Total claims top spot for Pangea supercomputer

Upgrade hikes compute bandwidth to whopping 6.7 petaflops and No. 1 industry slot in Top500.

A recent upgrade to Total’s ‘Pangea’ Pau, France-based supercomputer supplied by SGI (OITJ April 2015) sees its compute power rise from 2.3 to 6.7 petaflops. Storage capacity has also been increased, to 26 petabytes. According to the latest TOP500 chart of supercomputers worldwide, Pangea is now the fastest computer in the industry and ranks among the top 10 most powerful computers, public or private, worldwide in the TOP500 ranking*.

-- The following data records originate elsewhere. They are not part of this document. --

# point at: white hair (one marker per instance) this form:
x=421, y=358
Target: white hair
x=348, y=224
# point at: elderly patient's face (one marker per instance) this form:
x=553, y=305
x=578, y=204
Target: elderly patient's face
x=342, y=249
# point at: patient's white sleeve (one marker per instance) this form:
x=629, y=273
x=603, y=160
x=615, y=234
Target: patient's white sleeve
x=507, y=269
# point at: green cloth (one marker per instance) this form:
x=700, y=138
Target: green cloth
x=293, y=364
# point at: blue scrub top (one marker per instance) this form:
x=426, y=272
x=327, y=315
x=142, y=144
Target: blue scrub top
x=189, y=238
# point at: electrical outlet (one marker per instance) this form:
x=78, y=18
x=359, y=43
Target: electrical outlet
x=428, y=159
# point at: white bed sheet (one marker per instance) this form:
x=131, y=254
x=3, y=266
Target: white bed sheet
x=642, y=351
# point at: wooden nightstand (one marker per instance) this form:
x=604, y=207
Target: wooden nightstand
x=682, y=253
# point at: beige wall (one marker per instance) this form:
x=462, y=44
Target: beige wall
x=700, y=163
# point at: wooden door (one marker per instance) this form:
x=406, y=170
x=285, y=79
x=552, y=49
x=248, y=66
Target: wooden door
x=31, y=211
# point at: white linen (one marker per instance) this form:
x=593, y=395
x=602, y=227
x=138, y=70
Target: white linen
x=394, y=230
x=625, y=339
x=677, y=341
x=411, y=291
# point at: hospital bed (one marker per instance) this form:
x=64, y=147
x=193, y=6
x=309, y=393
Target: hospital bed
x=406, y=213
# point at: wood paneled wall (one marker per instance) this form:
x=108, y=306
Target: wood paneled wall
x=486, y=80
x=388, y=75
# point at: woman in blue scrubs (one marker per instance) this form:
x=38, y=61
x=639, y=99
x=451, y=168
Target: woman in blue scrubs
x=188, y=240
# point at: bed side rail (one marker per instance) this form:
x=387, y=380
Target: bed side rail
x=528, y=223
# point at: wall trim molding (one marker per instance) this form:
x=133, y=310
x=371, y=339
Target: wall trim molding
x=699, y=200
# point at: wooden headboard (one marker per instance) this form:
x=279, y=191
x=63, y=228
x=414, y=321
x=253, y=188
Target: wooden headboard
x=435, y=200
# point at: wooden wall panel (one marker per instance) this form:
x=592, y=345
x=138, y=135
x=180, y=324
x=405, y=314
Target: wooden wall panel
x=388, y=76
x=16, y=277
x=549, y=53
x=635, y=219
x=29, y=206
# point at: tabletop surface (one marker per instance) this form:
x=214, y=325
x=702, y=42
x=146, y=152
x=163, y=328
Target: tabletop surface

Arnaud Breuillac, president of Total Exploration & Production said, ‘We tripled Pangea’s computing power in just two years. In the era of big data, state-of-the-art, data-intensive computing brings us a competitive advantage. This power will help us to improve our performance and to reduce our costs.’

The system is principally used to support ‘next-generation’ seismic algorithms developed by Total’s researchers, used to image complex regions and to produce numerical simulations of fields, including 4D, time lapse seismics. Pangea requires 4.5 MW of power, and is used to heat Total’s offices in winter.

* The TOP500 list does not claim exhaustiveness. At last year’s Digital Energy event in Houston, Schlumberger reported an aggregate 26 petaflops of compute capacity in Houston.